Jun 4, 2024 - Business

High earners capture most of the benefits of the 401(k) match

an illustration of a piggy bank with a velvet rope surrounding it

Illustration: Tiffany Herring/Axios

A mainstay of 401(k) retirement plans, the employer match, mostly benefits top earners and exacerbates income inequality in the U.S., finds a new study from Vanguard.

Why it matters: The 401(k) is a linchpin of the American retirement system, but as a record number of Americans are now turning 65, worries are rising that these plans aren't adequate, particularly for lower earners.

Catch up fast: The Vanguard report builds on a paper out late last year from economists at MIT, Harvard, Yale, and the Census Bureau.

  • They found that these matches amplify differences in how much different groups save for retirement — Black and Hispanic workers contribute less to these accounts. And the rich (and their children) save more.

How it works: To incentivize workers to save for retirement, employers typically contribute to employee 401(k) accounts by matching some portion of the employee contribution.

  • Vanguard found a wide range of match programs.
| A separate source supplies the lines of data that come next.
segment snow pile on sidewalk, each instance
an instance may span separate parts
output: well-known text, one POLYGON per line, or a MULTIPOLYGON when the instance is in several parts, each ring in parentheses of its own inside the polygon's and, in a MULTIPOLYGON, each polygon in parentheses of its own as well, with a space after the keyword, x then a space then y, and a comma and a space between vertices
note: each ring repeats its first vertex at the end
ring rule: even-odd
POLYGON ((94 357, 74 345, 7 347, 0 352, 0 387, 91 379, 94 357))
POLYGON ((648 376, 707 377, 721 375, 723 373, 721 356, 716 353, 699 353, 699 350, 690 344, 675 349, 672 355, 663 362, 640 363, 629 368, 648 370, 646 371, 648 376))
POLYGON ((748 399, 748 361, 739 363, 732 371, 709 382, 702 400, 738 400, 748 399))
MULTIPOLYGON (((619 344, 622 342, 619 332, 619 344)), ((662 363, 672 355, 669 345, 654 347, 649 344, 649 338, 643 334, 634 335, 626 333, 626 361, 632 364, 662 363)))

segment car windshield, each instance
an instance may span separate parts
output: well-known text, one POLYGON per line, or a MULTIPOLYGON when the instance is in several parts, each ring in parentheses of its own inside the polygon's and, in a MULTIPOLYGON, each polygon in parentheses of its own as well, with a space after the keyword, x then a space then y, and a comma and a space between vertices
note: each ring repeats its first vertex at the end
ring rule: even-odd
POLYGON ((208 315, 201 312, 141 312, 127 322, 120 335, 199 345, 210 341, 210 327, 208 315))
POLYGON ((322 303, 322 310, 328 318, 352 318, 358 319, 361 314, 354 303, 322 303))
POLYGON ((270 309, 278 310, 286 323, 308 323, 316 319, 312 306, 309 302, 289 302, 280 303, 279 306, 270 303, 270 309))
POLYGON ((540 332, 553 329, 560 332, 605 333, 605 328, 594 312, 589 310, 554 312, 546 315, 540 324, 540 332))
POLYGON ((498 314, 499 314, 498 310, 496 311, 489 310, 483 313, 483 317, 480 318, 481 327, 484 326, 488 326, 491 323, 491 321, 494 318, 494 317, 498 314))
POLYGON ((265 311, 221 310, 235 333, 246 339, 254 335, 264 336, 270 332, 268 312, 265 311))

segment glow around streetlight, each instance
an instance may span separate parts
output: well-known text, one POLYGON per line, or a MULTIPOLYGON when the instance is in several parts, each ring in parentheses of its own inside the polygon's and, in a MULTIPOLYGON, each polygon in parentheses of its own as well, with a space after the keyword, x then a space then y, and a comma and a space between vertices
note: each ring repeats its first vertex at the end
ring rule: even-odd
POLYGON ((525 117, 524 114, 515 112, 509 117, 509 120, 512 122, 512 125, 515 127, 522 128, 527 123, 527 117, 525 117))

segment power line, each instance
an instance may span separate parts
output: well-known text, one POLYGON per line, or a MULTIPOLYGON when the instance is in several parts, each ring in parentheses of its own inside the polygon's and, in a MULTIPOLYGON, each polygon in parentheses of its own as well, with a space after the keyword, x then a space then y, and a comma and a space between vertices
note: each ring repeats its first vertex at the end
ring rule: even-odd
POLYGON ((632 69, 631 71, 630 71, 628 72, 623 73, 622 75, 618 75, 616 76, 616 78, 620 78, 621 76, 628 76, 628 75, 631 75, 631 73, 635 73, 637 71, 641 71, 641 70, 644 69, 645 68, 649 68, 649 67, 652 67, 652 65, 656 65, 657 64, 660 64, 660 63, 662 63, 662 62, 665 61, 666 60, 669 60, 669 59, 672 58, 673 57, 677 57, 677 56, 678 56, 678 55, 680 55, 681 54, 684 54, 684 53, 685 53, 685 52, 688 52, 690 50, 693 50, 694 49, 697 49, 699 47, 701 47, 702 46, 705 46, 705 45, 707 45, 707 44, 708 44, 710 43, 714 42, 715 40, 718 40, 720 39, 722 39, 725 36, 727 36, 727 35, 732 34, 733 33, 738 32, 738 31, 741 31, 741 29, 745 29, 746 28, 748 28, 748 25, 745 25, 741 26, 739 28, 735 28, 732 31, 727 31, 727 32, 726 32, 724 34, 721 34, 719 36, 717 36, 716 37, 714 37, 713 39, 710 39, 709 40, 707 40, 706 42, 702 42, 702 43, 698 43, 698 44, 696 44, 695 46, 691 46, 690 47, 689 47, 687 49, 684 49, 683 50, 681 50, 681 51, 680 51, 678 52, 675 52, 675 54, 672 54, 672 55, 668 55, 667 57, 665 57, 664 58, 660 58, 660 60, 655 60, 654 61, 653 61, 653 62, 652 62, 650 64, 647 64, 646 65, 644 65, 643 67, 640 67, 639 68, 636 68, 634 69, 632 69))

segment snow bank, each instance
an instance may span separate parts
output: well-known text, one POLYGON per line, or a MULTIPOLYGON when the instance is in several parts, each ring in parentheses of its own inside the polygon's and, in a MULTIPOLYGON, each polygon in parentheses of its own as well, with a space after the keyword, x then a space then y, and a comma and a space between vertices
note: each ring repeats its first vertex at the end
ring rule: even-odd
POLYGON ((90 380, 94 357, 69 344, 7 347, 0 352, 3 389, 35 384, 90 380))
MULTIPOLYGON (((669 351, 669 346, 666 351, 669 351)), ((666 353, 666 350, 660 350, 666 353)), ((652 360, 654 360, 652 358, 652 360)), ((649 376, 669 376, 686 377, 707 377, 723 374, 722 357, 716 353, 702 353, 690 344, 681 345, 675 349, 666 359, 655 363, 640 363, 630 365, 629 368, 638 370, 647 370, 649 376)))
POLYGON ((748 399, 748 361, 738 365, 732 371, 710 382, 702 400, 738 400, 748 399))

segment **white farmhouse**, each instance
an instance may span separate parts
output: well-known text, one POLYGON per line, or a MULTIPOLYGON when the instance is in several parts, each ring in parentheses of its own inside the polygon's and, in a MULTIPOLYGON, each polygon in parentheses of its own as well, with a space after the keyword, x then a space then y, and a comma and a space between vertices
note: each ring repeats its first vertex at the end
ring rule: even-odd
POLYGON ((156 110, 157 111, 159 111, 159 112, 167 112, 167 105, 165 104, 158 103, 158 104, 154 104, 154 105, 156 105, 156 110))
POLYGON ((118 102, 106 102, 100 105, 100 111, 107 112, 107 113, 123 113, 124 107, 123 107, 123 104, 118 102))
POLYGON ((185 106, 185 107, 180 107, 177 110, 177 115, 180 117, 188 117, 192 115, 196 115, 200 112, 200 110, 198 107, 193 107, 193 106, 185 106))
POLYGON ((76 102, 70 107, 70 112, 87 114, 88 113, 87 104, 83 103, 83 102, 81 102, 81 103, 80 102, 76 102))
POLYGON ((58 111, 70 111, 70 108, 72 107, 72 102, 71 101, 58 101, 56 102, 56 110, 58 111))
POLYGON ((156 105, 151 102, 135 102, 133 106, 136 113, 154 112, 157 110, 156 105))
In the most typical, if an employee puts in 6% of her income, the company will match half — meaning she's socking away an amount equal to 9%.
  • Employers contribute $212 billion a year to worker 401(k)s, per Vanguard — 58 cents per dollar participants saved.

By the numbers: Looking at data from more than 1,300 companies' 401(k) plans, the researchers found that the top 20% of earners within a company receive 44% of employer contributions.

  • The bottom 20% receive just 6% of the money.
  • "The system seems to be rewarding those who already can and do save the most," says Fiona Greig, global head of investor research and policy at Vanguard.

Follow the money: Vanguard finds the top 20% pull in 39% of the income — before considering these 401(k) matches.

  • The 401(k) contributions are even more disproportionate — the top earners receive an 11% larger share of employer contributions than income.
  • The bottom take in 29% less than their share of the income.

The researchers also conclude that employer matches aren't incentivizing workers to save more money for retirement — those who save more are typically those who earn more money and can better afford to save.

  • Only 13% of workers contribute the exact amount required to get the maximum employee match, suggesting that it alone is not much of an incentive to save, the researchers say.

Auto-enrollment, in which workers are put into 401(k)s and must opt-out if they don't want to participate, could promote more retirement savings for low-income workers, they conclude.

  • So could "nonelective contributions," where an employer puts money into your 401(k) even if you contribute nothing.

Zoom out: We are in the midst of a "silver tsunami," in which 4.1 million Americans will turn 65 annually, this year through 2027, a record number per data from the Alliance for Lifetime Income.

  • And these folks will be "going it alone," as Felix Salmon reported in April. They're the first generation to rely on private savings like 401(k)s instead of pensions.
  • Those private savings, even combined with Social Security, may not be enough to sustain their lifestyles.

The bottom line: With a retirement crisis looming, workers need the money from those 401(k) matches — but that money is not distributed equitably.